DENEYİMLER

TÜSİAD Yüksek İstişare Konseyi Toplantısı Konuşması

16 Mayıs 2023

Sayın Başkan, değerli Divan üyeleri, değerli TÜSİAD üyeleri, kıymetli basın mensupları, kıymetli konuklar,

TÜSİAD Yönetim Kurulu adına hepinizi saygı ve sevgiyle selamlıyorum.

Geçtiğimiz ay yapılan seçimlerle, ülkemizi ikinci yüzyılına taşıyacak yönetimi ve parlamentoyu seçtik. 13. Cumhurbaşkanımız Sayın Recep Tayyip Erdoğan’ı, kabinesini ve tüm vekillerimizi yeniden tebrik ediyorum.

Şimdi hepimizin birinci vazifesi; ülkemizi, ortak gayemiz olan muasır medeniyetler seviyesine taşımak için çalışmak.

Cumhuriyetimizin birinci yüzyılındaki kazanımları korumalı, güçlendirmeli ve eksikliklerini gidermeliyiz. İkinci yüzyılımızda ulaşmak istediğimiz hedefimiz için, bu parlamento döneminde elde edeceğimiz kazanımlar, çok önemli olacak.

Ben de bugünkü konuşmamda, ülkemizin çok hak ettiği konuma, süratle ulaşabilmesi için yapılması gerekenlere odaklanmak istiyorum.

Önümüzde uzun bir yapılacaklar listesi olabilir. Çünkü ülkemizin potansiyelinin, bugünkü konumuna kıyasla, çok daha yüksek olduğuna inanıyoruz.

Güçlü bir tarihsel mirasımız, köklü bir kültürümüz var.

Jeostratejik açıdan çok önemli bir coğrafyadayız.

Dinamik genç nüfusumuz, dünya çapında uzmanlarımız ve bilim insanlarımız var.

Ülkemizin demokrasi geçmişi köklü.

Ekonomik yapımız, sanayimiz ile bulunduğumuz coğrafyada öne çıkıyoruz.

Dünyaya entegre, her yerle güçlü bir ekonomik ilişkisi olan bir iş dünyamız var.

Bürokratik kadrolarımızın sorunları çözme kabiliyeti yüksek.

Nice tecrübeli devlet ve siyaset insanımız var.

Sivil toplum geleneğimiz canlı.

Bu potansiyellerimiz ülkemizi çok daha yukarılara taşıyabileceğimizi gösteriyor.

Uluslararası rekabet gücümüzü daha da artırmamız gerekir.

Bölgesel ve küresel sorunların çözümünde çok daha etkin olabiliriz.

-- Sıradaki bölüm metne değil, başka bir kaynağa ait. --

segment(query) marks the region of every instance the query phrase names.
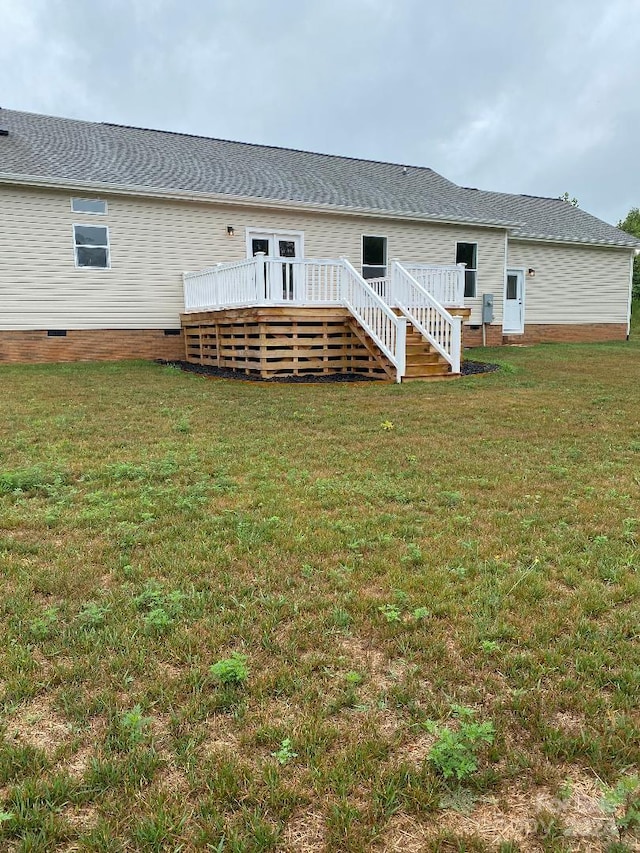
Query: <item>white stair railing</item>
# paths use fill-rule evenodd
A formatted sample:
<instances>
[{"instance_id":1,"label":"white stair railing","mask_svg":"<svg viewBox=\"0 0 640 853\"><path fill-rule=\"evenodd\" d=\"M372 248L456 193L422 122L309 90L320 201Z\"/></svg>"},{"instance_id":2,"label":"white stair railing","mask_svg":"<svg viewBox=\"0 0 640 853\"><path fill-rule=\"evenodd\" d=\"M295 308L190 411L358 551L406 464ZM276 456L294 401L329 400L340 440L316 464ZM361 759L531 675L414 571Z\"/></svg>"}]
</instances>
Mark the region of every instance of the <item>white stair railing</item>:
<instances>
[{"instance_id":1,"label":"white stair railing","mask_svg":"<svg viewBox=\"0 0 640 853\"><path fill-rule=\"evenodd\" d=\"M214 311L254 305L260 298L254 258L186 272L182 276L185 311Z\"/></svg>"},{"instance_id":2,"label":"white stair railing","mask_svg":"<svg viewBox=\"0 0 640 853\"><path fill-rule=\"evenodd\" d=\"M356 318L376 346L396 369L396 381L405 374L407 357L407 321L381 299L346 258L342 263L341 297L343 305Z\"/></svg>"},{"instance_id":3,"label":"white stair railing","mask_svg":"<svg viewBox=\"0 0 640 853\"><path fill-rule=\"evenodd\" d=\"M405 270L441 305L464 308L464 264L431 266L403 264Z\"/></svg>"},{"instance_id":4,"label":"white stair railing","mask_svg":"<svg viewBox=\"0 0 640 853\"><path fill-rule=\"evenodd\" d=\"M416 279L394 260L391 262L391 297L410 323L460 373L462 319L452 316Z\"/></svg>"}]
</instances>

Bilim, teknoloji ve sanatta uluslararası kıyaslamalardaki yerimizi çok daha yukarılara taşıyabiliriz.

Mevcut sorunları el birliği ile aşıp ülkemizi cumhuriyetimizin ikinci yüzyılında bir üst lige taşıyabiliriz. Bunun için de konuşmak, söyleşmek gerekiyor.

Arzumuz; ülkemizin barış, huzur, istikrar ve refah toplumu olma yolunda, en ileri seviyeye ulaşması.

Türkiye, coğrafya ve nüfus olarak büyük; bölgesel, etnik, ekonomik, sosyal, kültürel açılardan farklılıklar sergileyen bir ülke… Haliyle demokratik uzlaşma mekanizmasına ihtiyaç duyan bir ülke.

Cumhuriyet yönetimi, toplumun tüm vatandaşlarının eşit katılımı üzerine kuruludur. Bu meclis döneminde temel beklentimiz, demokrasi ve eşit vatandaşlık doğrultusunda ileriye gitmek. En ağır sorunları bile, meşru zeminde tartışarak çözüm üretebiliriz.

TÜSİAD olarak, bir süredir toplumun farklı kesimleri ile söyleşme toplantıları düzenliyoruz. 100. Yılımız vesilesiyle, “Cumhuriyetimizin 2. Yüzyılına Girerken” adlı projemizi başlatmıştık. İnanç, etnik kimlik, cinsiyet, toplumsal grup, sınıf farkı gözetmeden, cumhuriyetimizin ikinci yüz yılı için, Türkiye hayalimizi konuşmaya başladık.

Cumhuriyeti ve demokrasiyi birlikte nasıl güçlendireceğiz?

Refahı artırırken bölüşümü daha adil nasıl yaparız?

Çevreyi koruyan bir kalkınma nasıl olmalı?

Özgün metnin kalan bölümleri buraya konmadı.